The predictions were well-calibrated in both the training and test datasets. In a temporally distinct test sample of patients with later surgical dates, the predictions performed accurately across all deciles of observed data. This was especially encouraging given the differences in patient characteristics between training and test datasets (Table 1). Moreover, national-level changes to TKA care and reimbursement occurred during the period of data collection28. Such factors are likely to make external validation more challenging, but our initial analysis suggests the neighbor’s based prediction approach is at least somewhat robust. To our knowledge, this is the first study to successfully validate a prediction model for physical function in TKA.

There are several features of the approach that may have contributed to the observed accuracy of the predictions. First, estimates were based on flexible models of empirical observations, which may have allowed for more realistic representations of recovery compared to previous approaches. Second, the selection of neighbors and subsequent prediction were performed independently for each patient. Thus, each patient served as the nucleus of his or her own prediction. This may have improved external validity since each individual patient’s prediction was generated from similar patients’ observed recovery. Finally, matches were determined by an adaptation of predictive mean matching around estimated 90-day TUG times. Therefore, the matching characteristics were each weighted according to the strength of the relation to the outcome of interest. This differs from more conventional sequential k-nearest neighbors’ approaches, where the measure to express distances between patients is pre-set without an explicit role for the outcome of interest.

Our analysis was limited to the matching characteristics available in our source data (i.e., age, sex, BMI, and preoperative TUG time). The use of additional matching characteristics might allow for a further-refined matching strategy, resulting in improvements to the precision of the predictions. For example, patients’ pain status, comorbidity status, or surgical variables (i.e., implant type, procedure type) might be expected to influence prognosis. Future analyses that incorporate these variables would be worth pursuing. However, it is likely that some unmeasured variables are co-linear with age, sex, BMI, and preoperative TUG time and are thus somewhat baked into the current analysis. Moreover, our results suggest that the neighbors-based predictions performed well even with a small number of matching characteristics.
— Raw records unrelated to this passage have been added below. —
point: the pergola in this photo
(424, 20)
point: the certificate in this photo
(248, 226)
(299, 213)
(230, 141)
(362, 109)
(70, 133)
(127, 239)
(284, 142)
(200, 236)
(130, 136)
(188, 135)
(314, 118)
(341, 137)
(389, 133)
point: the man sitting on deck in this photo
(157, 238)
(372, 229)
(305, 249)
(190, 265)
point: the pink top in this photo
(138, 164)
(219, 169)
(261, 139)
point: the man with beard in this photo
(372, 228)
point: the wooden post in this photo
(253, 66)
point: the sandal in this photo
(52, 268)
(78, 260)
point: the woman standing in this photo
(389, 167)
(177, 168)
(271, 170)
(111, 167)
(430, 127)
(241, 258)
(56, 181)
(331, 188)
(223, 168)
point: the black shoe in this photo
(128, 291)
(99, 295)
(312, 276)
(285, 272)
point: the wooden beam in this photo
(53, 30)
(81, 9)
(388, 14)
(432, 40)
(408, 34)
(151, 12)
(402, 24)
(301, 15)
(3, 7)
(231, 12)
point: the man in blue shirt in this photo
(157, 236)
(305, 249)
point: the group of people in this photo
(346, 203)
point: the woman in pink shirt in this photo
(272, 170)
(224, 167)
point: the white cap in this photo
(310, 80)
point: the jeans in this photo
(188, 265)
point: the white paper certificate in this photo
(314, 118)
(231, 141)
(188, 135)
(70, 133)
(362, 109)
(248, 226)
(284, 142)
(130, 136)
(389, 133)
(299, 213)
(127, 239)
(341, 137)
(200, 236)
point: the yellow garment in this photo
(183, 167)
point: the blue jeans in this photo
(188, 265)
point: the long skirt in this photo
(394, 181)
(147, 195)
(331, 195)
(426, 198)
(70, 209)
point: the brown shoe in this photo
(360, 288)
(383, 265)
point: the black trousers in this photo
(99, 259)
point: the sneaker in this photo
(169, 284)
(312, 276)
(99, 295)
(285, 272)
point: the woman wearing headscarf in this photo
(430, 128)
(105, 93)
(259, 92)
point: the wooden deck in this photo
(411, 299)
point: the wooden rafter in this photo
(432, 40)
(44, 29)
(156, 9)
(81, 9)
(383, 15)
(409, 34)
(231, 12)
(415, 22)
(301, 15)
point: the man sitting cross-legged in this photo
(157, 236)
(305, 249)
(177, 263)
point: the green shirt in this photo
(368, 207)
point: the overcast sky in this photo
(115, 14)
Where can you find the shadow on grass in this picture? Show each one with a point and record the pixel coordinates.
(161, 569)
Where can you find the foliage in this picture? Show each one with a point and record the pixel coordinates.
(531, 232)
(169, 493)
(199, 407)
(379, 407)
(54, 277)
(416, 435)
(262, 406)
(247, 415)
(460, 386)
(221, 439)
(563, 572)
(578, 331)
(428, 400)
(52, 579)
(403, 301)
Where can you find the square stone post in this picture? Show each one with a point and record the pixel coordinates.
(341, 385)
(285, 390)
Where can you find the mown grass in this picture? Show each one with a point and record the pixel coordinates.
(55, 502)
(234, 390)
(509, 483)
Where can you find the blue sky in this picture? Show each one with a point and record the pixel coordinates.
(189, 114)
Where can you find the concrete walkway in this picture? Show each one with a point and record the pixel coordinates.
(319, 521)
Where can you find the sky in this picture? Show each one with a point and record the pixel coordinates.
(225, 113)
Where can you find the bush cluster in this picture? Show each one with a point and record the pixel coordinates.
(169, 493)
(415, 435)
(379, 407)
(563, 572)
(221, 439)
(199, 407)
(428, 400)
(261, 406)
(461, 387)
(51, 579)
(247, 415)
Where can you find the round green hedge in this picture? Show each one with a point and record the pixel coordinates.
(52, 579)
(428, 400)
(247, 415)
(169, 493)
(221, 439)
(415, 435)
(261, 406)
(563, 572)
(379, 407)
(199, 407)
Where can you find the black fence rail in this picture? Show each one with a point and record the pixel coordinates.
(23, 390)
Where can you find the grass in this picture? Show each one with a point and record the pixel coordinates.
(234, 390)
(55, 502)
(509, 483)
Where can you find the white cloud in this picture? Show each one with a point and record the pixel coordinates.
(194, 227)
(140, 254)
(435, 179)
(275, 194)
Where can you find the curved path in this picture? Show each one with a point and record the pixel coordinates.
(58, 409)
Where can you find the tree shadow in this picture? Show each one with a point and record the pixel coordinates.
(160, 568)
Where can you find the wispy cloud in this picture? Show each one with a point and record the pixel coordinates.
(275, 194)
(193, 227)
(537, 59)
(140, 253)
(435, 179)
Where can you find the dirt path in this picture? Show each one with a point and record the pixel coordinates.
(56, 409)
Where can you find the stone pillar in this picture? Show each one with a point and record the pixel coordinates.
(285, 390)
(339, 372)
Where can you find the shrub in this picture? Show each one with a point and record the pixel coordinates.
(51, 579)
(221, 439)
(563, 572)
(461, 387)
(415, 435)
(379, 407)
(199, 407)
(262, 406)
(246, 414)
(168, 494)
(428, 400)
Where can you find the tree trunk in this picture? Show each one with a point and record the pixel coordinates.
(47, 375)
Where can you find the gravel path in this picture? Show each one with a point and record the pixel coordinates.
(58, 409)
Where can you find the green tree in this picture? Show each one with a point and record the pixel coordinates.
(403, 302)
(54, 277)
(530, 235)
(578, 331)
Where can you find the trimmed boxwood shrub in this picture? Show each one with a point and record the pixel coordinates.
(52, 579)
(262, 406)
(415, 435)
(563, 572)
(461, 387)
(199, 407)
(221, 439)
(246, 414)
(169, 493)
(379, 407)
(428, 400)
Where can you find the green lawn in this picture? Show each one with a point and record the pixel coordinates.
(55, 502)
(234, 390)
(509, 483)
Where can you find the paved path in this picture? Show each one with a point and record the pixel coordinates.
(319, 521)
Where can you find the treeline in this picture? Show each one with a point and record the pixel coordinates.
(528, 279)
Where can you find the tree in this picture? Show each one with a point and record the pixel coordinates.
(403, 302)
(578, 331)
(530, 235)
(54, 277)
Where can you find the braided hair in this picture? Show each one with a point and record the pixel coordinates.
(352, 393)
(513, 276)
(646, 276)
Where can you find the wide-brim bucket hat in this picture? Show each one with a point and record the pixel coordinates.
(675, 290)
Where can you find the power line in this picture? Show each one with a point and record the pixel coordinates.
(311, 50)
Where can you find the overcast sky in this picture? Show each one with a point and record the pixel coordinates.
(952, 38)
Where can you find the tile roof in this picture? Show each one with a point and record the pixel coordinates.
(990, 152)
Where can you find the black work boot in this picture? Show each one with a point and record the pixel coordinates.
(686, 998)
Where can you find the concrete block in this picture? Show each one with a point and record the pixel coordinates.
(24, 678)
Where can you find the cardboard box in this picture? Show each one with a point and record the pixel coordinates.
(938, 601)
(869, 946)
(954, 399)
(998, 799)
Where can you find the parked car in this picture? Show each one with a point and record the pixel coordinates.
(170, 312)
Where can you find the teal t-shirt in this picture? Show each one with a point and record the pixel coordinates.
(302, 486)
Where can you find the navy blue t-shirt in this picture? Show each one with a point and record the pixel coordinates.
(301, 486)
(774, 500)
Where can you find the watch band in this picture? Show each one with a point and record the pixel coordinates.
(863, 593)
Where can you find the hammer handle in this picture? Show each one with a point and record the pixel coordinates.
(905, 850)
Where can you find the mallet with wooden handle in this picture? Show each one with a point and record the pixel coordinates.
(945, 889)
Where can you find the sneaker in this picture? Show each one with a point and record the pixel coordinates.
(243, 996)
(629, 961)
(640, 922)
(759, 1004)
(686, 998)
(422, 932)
A limitation of our study is the use of patient data from a small number of research and clinical datasets, as care paradigms and patient demographics may differ across settings and geographical locations. Additionally, our relatively high rates of missingness may be attributed to the challenges of performing rigorous data collection in the context of routine clinical practice. Thus, our study sample is likely to differ from other specific patient samples. Our calibration findings in a temporal validation are encouraging. Nevertheless, the prediction approach should be tested in prospectively enrolled participants to further examine the generalizability.

In conclusion, a novel neighbors-based prediction approach was used to estimate postoperative TUG times following TKA surgery, utilizing patient age, sex, BMI, and preoperative TUG time. Predictions performed accurately in estimating observed TUG times at any point during first six months following surgery, according to both within-sample and out-of-sample testing. This approach could be used to inform the understanding of functional prognosis for individual patients for this common elective surgery.